8 points by emschwartz


neil_f

Cool post!

It doesn’t mention it explicitly but it seems to be comparing shared-disk vs shared-nothing architectures

I didn’t see it mentioned but the creator of Tantivy, Paul Masurel, did build an open source shared disk search engine off of Tantivy called Quickwit.

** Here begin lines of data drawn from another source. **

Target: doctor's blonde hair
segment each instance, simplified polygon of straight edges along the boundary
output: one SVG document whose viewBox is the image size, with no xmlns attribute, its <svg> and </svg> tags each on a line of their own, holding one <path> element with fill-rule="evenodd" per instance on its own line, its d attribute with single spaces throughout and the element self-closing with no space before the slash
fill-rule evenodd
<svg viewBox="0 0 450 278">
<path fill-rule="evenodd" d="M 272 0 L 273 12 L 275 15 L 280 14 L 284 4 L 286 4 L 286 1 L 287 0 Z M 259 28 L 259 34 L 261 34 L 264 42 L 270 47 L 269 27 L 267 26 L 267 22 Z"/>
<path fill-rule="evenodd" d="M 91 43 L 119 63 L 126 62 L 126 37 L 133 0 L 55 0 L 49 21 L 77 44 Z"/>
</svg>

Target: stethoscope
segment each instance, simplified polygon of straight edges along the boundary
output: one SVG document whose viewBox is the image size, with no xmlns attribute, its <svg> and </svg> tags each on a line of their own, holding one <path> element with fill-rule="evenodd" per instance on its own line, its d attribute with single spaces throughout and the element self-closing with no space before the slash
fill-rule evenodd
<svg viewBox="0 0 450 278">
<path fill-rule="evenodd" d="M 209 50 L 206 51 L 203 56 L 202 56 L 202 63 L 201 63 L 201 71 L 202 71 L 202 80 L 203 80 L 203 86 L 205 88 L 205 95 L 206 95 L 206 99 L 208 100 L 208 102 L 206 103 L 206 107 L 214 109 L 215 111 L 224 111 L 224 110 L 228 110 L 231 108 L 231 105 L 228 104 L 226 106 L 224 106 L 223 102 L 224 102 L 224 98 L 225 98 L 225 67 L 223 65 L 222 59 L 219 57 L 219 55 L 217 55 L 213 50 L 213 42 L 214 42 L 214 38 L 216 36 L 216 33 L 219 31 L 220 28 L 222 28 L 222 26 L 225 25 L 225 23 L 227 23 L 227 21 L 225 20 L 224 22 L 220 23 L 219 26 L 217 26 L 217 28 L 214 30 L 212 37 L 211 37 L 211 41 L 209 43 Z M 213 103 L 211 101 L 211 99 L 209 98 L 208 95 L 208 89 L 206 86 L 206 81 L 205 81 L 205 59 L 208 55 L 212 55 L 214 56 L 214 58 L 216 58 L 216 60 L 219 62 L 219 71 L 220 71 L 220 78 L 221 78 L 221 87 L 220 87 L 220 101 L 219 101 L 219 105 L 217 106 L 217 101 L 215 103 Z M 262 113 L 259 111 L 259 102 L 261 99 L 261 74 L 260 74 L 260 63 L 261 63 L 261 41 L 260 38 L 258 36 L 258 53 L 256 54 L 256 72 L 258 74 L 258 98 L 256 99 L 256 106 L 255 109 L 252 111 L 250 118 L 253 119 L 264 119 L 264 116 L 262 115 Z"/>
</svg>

Datadog acquired them.

I’m a bit confused by this

Assumptions: 100 million documents, 10 GB of Tantivy indexes across 32 shards, 100 queries per hour, 24x7 operation.

Traditional search cluster setup:

3 nodes with 500 GB SSD each: ~$1500/month

Why does the traditional setup need 1.5 TB of SSD across 3 nodes for an index of size 10 GB? The article writes that the traditional architecture is “always-on clusters with fast disks and enough RAM to keep indexes hot”. Perhaps I’m missing something but seems like it’s off by at least an order of magnitude and it didn’t include the RAM size which is more important for an index this small.

A r7gd.large with 16GB of RAM and 118 GB SSD costs $0.1361/hour on demand which is $98/month and we could keep the entire 10GB index in RAM.

I’m guessing the three replicas are for availability.